M. Schüssel a souligné que son gouvernement, en place depuis cinq semaines, n'a jusqu'ici rien fait qui puisse être en contradiction avec l'esprit, les valeurs ou les règles de l'UE. "Au contraire, nous avons soulevé des problèmes qui n'ont pas été soulevés par les anciens gouvernements", a dit le chancelier, citant comme exemple l'ouverture de négociations visant à compenser financièrement les travailleurs forcés de plusieurs pays d'Europe centrale et orientale sous le régime nazi et l'intention du gouvernement d'améliorer les droits des diverses minorités ethniques (Slovènes, Croates, Tchèques, Slovaques, Hongrois, Rom) vivant en Autriche. "Dans tous ces domaines, je vais faire plus que d'autres chefs de gouvernement avant moi, non pas suite à des pressions extérieures, mais parce que j'en suis personnellement convaincu", a dit M. Schüssel.
M. Schüssel a annoncé que la Présidence portugaise lui avait donné son aval pour qu'il puisse exprimer, en détail, le point de vue autrichien devant les quatorze chefs d'Etat et de gouvernement à l'occasion du dîner lors du Sommet extraordinaire de Lisbonne.

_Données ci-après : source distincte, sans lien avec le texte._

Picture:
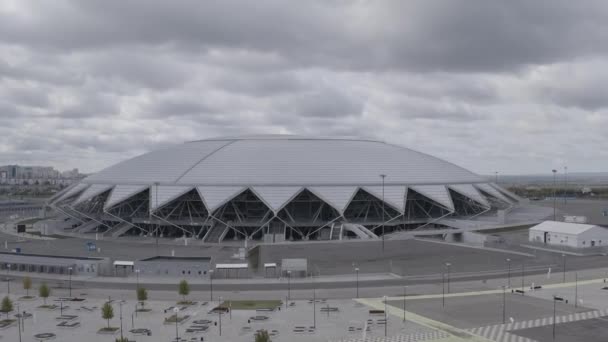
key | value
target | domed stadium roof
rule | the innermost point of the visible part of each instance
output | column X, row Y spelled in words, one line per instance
column 277, row 167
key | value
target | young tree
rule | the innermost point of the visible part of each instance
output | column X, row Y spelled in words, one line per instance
column 184, row 289
column 262, row 336
column 107, row 312
column 44, row 291
column 142, row 296
column 7, row 306
column 27, row 285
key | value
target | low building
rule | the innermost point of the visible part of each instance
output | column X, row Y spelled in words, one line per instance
column 568, row 234
column 186, row 267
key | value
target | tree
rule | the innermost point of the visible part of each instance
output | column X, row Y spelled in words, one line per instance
column 262, row 336
column 184, row 289
column 142, row 295
column 107, row 312
column 27, row 285
column 7, row 306
column 44, row 291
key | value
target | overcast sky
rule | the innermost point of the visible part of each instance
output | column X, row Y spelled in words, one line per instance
column 509, row 86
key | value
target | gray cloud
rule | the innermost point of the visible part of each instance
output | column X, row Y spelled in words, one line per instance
column 488, row 85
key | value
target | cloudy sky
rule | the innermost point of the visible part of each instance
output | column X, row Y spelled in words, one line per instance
column 513, row 86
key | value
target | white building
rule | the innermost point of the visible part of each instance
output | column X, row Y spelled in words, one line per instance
column 569, row 234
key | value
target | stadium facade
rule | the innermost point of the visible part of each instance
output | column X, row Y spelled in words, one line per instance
column 275, row 188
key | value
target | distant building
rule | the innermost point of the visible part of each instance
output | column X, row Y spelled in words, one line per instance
column 569, row 234
column 17, row 174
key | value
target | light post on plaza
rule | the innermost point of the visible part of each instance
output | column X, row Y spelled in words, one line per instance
column 564, row 270
column 504, row 304
column 8, row 279
column 447, row 266
column 404, row 295
column 522, row 278
column 554, row 194
column 121, row 336
column 211, row 285
column 443, row 289
column 383, row 176
column 137, row 279
column 70, row 282
column 220, row 312
column 576, row 289
column 314, row 305
column 565, row 183
column 357, row 280
column 509, row 272
column 288, row 286
column 385, row 318
column 20, row 317
column 555, row 300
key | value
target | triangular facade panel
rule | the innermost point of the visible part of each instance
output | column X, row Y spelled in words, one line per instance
column 336, row 196
column 215, row 196
column 394, row 195
column 468, row 190
column 122, row 192
column 490, row 190
column 166, row 194
column 92, row 191
column 72, row 191
column 276, row 196
column 438, row 193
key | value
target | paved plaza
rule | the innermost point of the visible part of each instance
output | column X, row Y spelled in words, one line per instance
column 334, row 320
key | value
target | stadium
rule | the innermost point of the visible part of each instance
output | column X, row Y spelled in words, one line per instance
column 274, row 188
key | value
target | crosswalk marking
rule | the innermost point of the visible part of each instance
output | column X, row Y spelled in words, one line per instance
column 501, row 332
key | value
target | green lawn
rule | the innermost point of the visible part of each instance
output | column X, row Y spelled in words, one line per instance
column 251, row 304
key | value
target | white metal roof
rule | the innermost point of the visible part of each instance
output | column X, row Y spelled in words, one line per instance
column 284, row 160
column 277, row 167
column 563, row 227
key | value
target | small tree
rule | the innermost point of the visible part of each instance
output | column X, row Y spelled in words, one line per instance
column 7, row 306
column 142, row 295
column 44, row 292
column 27, row 285
column 107, row 312
column 184, row 289
column 262, row 336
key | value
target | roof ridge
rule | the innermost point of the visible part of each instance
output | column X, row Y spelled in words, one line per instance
column 230, row 142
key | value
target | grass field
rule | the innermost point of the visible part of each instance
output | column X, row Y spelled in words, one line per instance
column 251, row 304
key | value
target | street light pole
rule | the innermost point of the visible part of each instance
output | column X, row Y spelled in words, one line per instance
column 447, row 265
column 442, row 289
column 137, row 278
column 522, row 278
column 565, row 183
column 121, row 336
column 504, row 304
column 385, row 318
column 564, row 270
column 383, row 176
column 404, row 307
column 357, row 280
column 288, row 286
column 70, row 281
column 509, row 272
column 554, row 194
column 576, row 289
column 211, row 285
column 8, row 279
column 220, row 318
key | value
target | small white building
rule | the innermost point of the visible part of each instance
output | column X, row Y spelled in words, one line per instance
column 569, row 234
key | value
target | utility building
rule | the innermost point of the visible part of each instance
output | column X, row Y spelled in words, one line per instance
column 569, row 234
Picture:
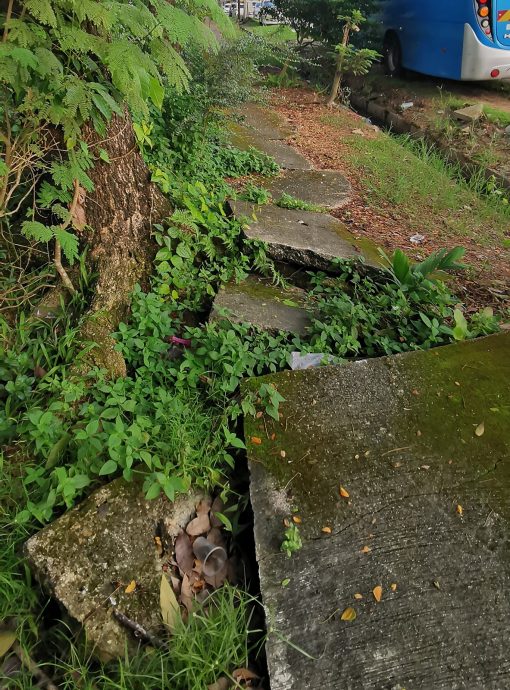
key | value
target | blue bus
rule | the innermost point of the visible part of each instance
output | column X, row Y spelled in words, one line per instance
column 454, row 39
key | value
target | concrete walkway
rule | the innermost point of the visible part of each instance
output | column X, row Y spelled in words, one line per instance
column 399, row 470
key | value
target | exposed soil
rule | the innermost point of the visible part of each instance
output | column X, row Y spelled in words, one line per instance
column 326, row 145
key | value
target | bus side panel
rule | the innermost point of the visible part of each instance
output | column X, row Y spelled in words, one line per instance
column 429, row 45
column 501, row 22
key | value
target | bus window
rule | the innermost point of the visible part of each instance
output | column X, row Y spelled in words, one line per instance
column 466, row 39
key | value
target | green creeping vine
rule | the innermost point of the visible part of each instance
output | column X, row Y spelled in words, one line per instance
column 66, row 64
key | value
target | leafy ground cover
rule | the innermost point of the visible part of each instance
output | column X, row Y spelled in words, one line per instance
column 173, row 419
column 421, row 195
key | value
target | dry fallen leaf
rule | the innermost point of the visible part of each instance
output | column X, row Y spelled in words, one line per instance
column 169, row 607
column 377, row 592
column 199, row 525
column 7, row 639
column 204, row 506
column 184, row 552
column 348, row 615
column 131, row 587
column 159, row 545
column 221, row 684
column 479, row 431
column 186, row 593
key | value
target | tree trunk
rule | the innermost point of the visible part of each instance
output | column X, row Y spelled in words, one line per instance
column 120, row 211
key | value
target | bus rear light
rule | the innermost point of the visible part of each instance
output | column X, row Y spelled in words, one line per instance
column 483, row 13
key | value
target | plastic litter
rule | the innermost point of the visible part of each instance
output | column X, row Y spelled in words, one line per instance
column 299, row 361
column 417, row 239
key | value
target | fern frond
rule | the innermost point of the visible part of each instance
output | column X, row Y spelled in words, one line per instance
column 68, row 242
column 34, row 230
column 171, row 64
column 41, row 10
column 25, row 34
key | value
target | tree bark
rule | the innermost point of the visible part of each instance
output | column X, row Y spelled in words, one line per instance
column 121, row 211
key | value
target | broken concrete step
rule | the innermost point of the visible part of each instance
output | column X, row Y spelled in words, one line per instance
column 267, row 123
column 286, row 156
column 423, row 513
column 256, row 301
column 326, row 188
column 109, row 538
column 471, row 113
column 307, row 239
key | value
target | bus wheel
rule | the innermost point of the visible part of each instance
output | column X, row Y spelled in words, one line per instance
column 392, row 55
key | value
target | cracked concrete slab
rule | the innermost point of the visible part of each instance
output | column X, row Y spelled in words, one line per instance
column 326, row 188
column 305, row 238
column 258, row 302
column 285, row 155
column 265, row 122
column 108, row 539
column 424, row 513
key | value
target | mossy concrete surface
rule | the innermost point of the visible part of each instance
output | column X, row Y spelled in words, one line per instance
column 305, row 238
column 286, row 156
column 399, row 469
column 267, row 123
column 96, row 549
column 326, row 188
column 256, row 301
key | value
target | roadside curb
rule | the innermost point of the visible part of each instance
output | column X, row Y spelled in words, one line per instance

Selon M. Guterres, il faudrait que le parti de M. Haider change de nature
M. Guterres, lors d'un point de presse séparé à l'issue de son entretien avec M.Schüssel, a affirmé que le FPÖ devra changer sa "nature" pour permettre une solution au problème des sanctions bilatérales des Quatorze contre Vienne. "Le problème se trouve dans la nature du FPÖ. J'attends à ce que la nature du FPÖ change. Personnellement, je pense que la question est de savoir si le FPÖ est capable de changer sa nature ou pas", a dit M.Guterres. Le Premier ministre portugais a insisté sur le fait que les sanctions visent le gouvernement et pas le peuple autrichien.